When it comes to your smartphone and tablet, one of the main threats is malware hidden inside apps; even apps you download from the official Apple or Android stores. According to Proofpoint, “2015 witnessed several watershed moments in mobile app security, chief among them the disclosure of XcodeGhost for iOS and the Stagefright vulnerability for Android.” Don’t worry about what those names mean, the point is that mobile security became a major issue in 2015. What’s more, Proofpoint predicts an increase in app store malware in 2016.

What can you do to protect yourself? The simple advice is keep your apps up-to-date and upgrade your OS when your phone tells you to.


With the advent of wearable technology – such as the Apple Watch or a Fitbit – cybersecurity must now cover your body too. Not only that, but much of the data that wearables provide is of the most personal kind possible: your health. So you want to be sure it’s not compromised. Jacob West, chief architect for security products at NetSuite, published a report on the security of wearables in February. The threats identified include rewriting health data on a device, spoofing data uploads using a known device or user identifier, and the unintentional revealing of sensitive data.

While the report is aimed at producers of wearable technology, to ensure they safeguard their users, Jacob West says that security “is a concern that consumers should be aware of and educated about” too.
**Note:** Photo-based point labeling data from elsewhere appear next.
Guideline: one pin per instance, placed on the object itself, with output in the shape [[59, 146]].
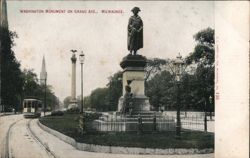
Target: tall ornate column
[[73, 101]]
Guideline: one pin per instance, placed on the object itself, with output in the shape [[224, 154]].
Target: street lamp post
[[178, 69], [45, 102], [205, 116], [45, 92], [210, 101], [81, 58]]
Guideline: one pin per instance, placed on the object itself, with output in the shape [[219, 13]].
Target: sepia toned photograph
[[120, 79]]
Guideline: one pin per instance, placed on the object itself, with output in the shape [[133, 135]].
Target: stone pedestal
[[133, 70]]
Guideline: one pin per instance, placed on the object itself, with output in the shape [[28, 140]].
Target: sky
[[169, 27]]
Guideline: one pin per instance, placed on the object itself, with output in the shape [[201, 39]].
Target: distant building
[[43, 73]]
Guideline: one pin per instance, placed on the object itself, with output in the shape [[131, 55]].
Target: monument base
[[151, 122], [140, 103]]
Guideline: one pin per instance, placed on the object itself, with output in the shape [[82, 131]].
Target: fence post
[[139, 131]]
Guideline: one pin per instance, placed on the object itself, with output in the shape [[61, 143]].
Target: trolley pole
[[45, 106], [178, 124], [205, 116]]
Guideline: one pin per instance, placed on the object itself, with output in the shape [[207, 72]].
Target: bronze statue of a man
[[135, 32]]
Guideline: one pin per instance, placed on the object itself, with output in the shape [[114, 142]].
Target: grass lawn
[[68, 125]]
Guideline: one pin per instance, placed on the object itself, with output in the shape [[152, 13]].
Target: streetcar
[[32, 108]]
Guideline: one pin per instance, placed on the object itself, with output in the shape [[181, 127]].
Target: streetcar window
[[39, 105]]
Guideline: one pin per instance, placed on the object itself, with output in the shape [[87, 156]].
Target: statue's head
[[135, 10], [128, 88]]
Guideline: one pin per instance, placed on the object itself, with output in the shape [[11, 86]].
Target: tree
[[31, 88], [66, 101], [154, 66], [11, 81], [203, 57]]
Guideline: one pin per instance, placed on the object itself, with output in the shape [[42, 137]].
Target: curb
[[122, 150]]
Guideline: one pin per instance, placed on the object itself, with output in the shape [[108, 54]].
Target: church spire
[[3, 14], [43, 73]]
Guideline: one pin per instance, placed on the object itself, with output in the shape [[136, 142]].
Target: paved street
[[24, 138]]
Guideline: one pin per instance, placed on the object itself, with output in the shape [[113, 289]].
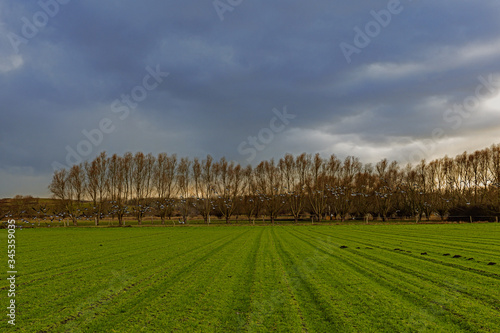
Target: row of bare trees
[[296, 186]]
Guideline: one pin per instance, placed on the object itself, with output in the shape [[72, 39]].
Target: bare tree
[[228, 183], [164, 177], [183, 184]]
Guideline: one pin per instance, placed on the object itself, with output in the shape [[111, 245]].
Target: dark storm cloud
[[226, 77]]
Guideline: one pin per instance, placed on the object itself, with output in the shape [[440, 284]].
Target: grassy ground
[[348, 278]]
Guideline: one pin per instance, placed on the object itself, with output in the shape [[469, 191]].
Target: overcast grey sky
[[249, 80]]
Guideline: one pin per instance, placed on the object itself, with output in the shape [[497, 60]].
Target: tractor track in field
[[300, 282], [493, 302], [394, 286], [107, 299], [172, 280], [423, 258], [363, 268], [98, 264], [292, 294]]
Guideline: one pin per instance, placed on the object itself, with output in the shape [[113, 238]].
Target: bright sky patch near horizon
[[248, 80]]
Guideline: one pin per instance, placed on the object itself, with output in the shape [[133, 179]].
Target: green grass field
[[347, 278]]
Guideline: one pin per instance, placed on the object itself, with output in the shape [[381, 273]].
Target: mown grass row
[[259, 279]]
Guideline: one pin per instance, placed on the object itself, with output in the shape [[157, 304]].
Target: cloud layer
[[412, 91]]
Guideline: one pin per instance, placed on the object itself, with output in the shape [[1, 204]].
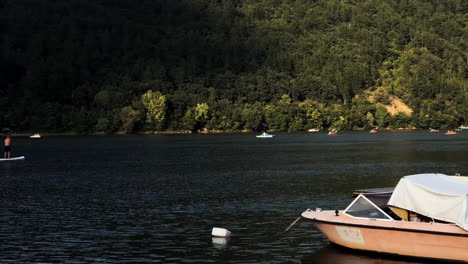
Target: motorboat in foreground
[[425, 216], [35, 135], [265, 135]]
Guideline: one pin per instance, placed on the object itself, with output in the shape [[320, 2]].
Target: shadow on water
[[155, 199]]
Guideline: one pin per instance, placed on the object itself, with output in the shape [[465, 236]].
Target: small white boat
[[265, 135], [13, 158], [35, 135], [424, 216]]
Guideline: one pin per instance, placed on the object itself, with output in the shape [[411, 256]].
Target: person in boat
[[7, 143]]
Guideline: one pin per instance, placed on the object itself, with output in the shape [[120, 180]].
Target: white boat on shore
[[265, 135], [425, 216]]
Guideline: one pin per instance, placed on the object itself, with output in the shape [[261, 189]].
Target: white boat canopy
[[434, 195]]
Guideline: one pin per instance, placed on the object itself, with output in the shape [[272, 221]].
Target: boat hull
[[415, 239]]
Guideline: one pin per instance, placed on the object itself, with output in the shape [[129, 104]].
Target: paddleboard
[[14, 158]]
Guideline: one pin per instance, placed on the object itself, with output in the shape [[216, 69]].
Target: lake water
[[155, 199]]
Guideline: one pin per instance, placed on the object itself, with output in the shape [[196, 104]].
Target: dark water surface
[[155, 199]]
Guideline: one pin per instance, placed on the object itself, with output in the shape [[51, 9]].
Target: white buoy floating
[[220, 232]]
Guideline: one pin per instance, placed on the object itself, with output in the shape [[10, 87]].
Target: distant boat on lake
[[265, 135]]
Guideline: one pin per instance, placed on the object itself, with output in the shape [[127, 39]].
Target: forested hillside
[[286, 65]]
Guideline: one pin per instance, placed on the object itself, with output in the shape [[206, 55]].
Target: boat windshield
[[362, 207]]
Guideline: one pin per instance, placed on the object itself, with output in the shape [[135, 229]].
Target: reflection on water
[[155, 199], [334, 254]]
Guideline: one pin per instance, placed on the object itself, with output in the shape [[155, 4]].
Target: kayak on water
[[14, 158]]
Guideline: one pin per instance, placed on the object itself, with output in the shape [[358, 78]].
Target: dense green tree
[[88, 65]]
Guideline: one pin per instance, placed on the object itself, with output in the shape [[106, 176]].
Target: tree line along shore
[[232, 65]]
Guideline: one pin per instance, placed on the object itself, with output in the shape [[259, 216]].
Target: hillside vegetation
[[286, 65]]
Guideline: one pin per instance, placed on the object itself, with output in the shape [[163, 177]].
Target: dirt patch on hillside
[[394, 106], [397, 106]]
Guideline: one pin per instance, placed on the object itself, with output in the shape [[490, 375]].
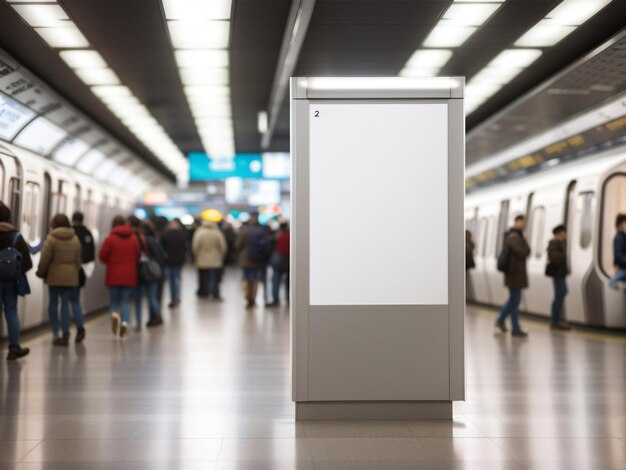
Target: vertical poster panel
[[378, 203]]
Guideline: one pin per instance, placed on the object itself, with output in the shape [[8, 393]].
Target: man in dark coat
[[8, 289], [557, 270], [515, 277]]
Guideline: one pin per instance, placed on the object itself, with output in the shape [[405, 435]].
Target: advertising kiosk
[[377, 255]]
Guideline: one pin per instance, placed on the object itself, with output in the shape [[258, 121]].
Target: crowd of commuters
[[140, 257], [512, 263]]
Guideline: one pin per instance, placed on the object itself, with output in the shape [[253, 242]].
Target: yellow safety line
[[43, 336], [578, 333]]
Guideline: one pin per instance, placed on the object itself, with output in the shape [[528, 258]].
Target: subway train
[[35, 189], [586, 196]]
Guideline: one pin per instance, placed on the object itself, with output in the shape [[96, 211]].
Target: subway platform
[[211, 390]]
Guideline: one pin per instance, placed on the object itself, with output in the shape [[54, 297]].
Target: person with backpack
[[88, 257], [512, 262], [150, 272], [557, 270], [279, 261], [254, 248], [120, 252], [59, 267], [15, 262], [209, 249]]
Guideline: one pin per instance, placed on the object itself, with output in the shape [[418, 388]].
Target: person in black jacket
[[88, 255], [174, 241], [8, 290], [557, 270]]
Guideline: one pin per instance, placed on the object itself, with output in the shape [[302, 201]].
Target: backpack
[[259, 248], [11, 262], [504, 258]]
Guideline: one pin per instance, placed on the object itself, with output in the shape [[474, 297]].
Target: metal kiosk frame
[[433, 335]]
So make sure you follow normal Internet security processes with wearables – such as using a password manager, like 1password – and read the privacy policy for the device.
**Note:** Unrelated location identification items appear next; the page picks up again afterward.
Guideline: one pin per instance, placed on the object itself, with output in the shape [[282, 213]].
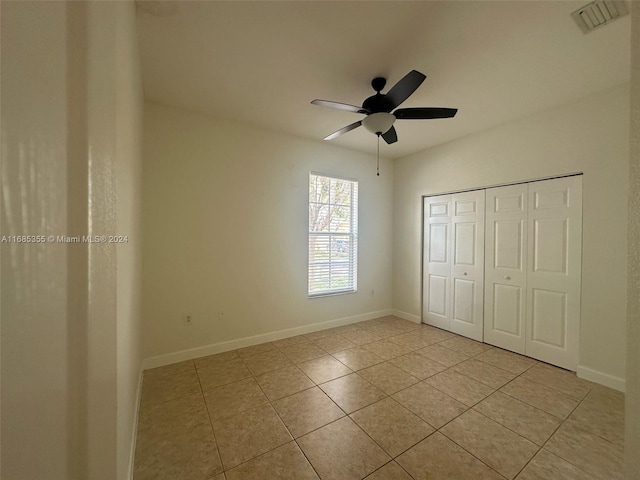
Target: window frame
[[352, 234]]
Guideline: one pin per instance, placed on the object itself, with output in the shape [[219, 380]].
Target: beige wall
[[35, 370], [129, 111], [225, 228], [591, 136], [632, 398], [68, 373]]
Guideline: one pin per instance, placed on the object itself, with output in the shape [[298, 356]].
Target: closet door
[[437, 261], [553, 282], [467, 264], [506, 272]]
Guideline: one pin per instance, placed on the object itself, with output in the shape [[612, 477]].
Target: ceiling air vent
[[599, 13]]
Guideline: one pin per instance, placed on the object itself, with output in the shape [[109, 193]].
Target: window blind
[[333, 235]]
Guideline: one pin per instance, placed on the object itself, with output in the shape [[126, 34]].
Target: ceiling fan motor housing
[[378, 103]]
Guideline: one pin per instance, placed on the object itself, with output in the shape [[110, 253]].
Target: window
[[333, 235]]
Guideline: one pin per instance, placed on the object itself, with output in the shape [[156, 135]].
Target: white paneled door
[[554, 272], [467, 263], [437, 261], [506, 272], [454, 262], [503, 265]]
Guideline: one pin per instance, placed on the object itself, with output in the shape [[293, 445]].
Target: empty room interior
[[320, 240]]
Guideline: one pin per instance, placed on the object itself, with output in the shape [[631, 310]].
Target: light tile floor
[[384, 399]]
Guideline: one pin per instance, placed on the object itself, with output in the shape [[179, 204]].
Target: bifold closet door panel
[[554, 278], [437, 261], [506, 267], [467, 264]]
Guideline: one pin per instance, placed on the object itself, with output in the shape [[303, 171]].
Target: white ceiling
[[263, 62]]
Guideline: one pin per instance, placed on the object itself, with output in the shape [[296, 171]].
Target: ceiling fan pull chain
[[378, 168]]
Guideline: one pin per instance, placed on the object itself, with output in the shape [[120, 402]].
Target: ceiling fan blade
[[424, 113], [346, 129], [340, 106], [390, 136], [405, 87]]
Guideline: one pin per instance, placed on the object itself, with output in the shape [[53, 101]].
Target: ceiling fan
[[377, 108]]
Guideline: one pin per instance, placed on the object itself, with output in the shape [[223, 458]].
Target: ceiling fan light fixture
[[379, 123]]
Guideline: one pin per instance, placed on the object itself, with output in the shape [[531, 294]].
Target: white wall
[[129, 111], [68, 388], [225, 228], [591, 136], [35, 392], [632, 397]]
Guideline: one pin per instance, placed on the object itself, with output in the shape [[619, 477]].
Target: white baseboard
[[605, 379], [190, 354], [407, 316], [134, 435]]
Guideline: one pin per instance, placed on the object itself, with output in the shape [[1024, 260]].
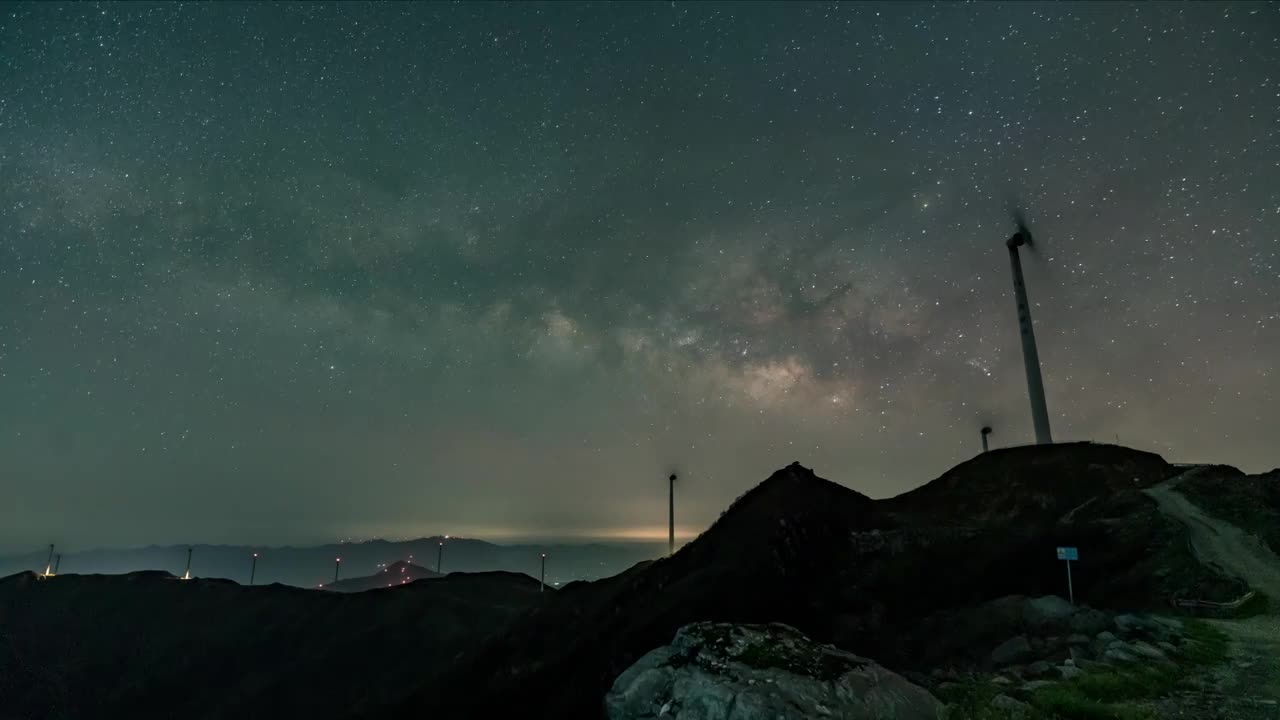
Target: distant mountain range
[[392, 575], [894, 579], [312, 566]]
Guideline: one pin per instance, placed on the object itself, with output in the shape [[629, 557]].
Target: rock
[[1069, 671], [1046, 611], [1014, 650], [1148, 651], [1036, 684], [1127, 624], [1014, 709], [1088, 621], [760, 671], [1171, 624], [1118, 655], [1037, 669]]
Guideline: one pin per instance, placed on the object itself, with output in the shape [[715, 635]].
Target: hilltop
[[859, 573], [906, 580], [147, 645], [396, 574]]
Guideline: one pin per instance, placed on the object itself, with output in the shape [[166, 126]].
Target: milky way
[[291, 273]]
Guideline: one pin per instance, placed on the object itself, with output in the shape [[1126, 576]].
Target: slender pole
[[1031, 356], [671, 515]]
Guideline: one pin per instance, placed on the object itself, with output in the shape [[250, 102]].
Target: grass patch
[[800, 660], [1068, 702], [1102, 692], [1255, 606]]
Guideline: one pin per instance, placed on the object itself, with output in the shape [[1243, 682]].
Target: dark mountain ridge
[[851, 570], [394, 574], [149, 645], [874, 577]]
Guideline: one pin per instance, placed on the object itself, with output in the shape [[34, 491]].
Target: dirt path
[[1220, 543], [1248, 687]]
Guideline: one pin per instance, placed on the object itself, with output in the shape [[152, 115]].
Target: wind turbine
[[671, 515], [1031, 358]]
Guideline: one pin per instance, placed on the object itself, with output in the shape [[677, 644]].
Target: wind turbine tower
[[671, 515], [1031, 358]]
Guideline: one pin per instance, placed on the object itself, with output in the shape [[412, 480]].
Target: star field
[[288, 273]]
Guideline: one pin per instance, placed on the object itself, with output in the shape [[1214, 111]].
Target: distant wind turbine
[[1031, 358], [671, 515]]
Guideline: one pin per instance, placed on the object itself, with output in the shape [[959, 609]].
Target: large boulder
[[1014, 650], [725, 671]]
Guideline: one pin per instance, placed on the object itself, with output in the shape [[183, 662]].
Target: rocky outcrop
[[762, 671]]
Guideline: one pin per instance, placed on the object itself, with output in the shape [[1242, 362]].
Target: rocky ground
[[1032, 657], [1246, 687], [723, 671]]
Smart Home / Internet of Things

With the number of Internet connected devices increasing at an exponential rate in the world, security is a primary concern. As just one example, it could be disastrous if your car got hacked. An Intel report from last year listed “malware, trojans, buffer overflow exploits, and privilege escalation” as threats to Internet-connected cars.
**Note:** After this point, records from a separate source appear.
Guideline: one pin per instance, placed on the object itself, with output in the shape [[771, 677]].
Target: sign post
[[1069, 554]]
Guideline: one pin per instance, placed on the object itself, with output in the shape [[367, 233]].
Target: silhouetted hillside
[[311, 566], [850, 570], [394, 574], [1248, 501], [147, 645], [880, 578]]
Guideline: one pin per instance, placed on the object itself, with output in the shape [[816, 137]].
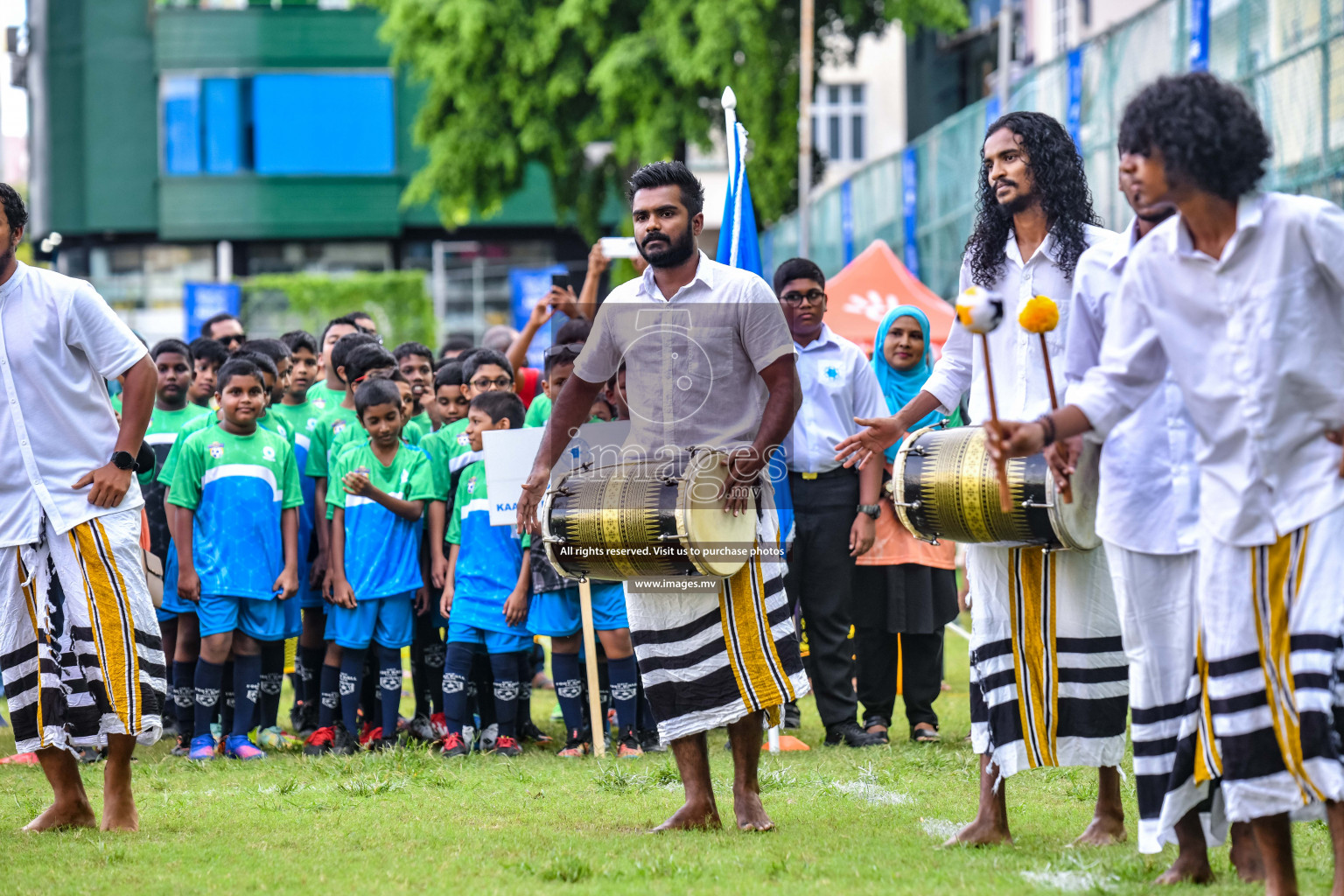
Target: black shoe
[[850, 732], [343, 742]]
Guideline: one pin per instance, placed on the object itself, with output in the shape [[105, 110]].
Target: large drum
[[636, 519], [944, 486]]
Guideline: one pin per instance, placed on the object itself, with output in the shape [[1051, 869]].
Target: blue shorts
[[388, 621], [492, 641], [258, 618], [556, 612]]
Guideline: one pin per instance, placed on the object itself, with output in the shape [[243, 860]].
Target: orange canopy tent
[[872, 285]]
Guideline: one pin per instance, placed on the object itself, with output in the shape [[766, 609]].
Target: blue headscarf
[[902, 386]]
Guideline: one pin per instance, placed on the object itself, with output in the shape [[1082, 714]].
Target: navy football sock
[[351, 687], [185, 697], [390, 684], [569, 688], [624, 690], [246, 692], [458, 668], [208, 676], [504, 668], [328, 696], [272, 680]]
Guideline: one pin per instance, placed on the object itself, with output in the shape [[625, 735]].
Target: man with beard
[[1032, 612], [1151, 536], [709, 361]]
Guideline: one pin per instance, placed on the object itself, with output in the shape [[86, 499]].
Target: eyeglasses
[[567, 346], [812, 298]]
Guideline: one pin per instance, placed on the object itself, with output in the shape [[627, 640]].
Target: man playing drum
[[709, 363], [1048, 682]]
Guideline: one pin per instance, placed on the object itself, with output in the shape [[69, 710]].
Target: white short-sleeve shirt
[[60, 343]]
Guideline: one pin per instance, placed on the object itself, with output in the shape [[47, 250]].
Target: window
[[839, 121], [278, 124]]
The problem with personal cybersecurity for smart homes and IoT is that you’re reliant on organisations – like the car companies – to protect you. Worse, as Paul Adams from Alcatel-Lucent noted, the Internet of Things (IoT) “lacks a common set of standards and technologies – and commonality is usually central to the approach of security systems.”

While we wait for security standards to emerge for the IoT, all we can do is stay vigilant and hold organisations accountable for securing their products. For example, Google’s Nest product has a webpage that outlines its security policy and what it does to protect consumers. At the very least, all organisations that deploy smart home and IoT products should have an information page like that. If a product you’re considering buying doesn’t have a visible security policy, then caveat emptor applies.


The key learning from this article is that it’s critical that you take an active interest in ensuring the Internet products you use are safe and secure. As noted in the smart home / IoT section, sometimes security is outside of your control. But you should at least be aware of the risks and hold the device makers (or service providers) responsible for security.

The good news is that the big companies – like Google, Apple and Microsoft – are generally vigilant about security for their users. To the point of not even letting the government in! But when it comes to personal cybersecurity, the weakest link is usually the end user. So protect yourself too.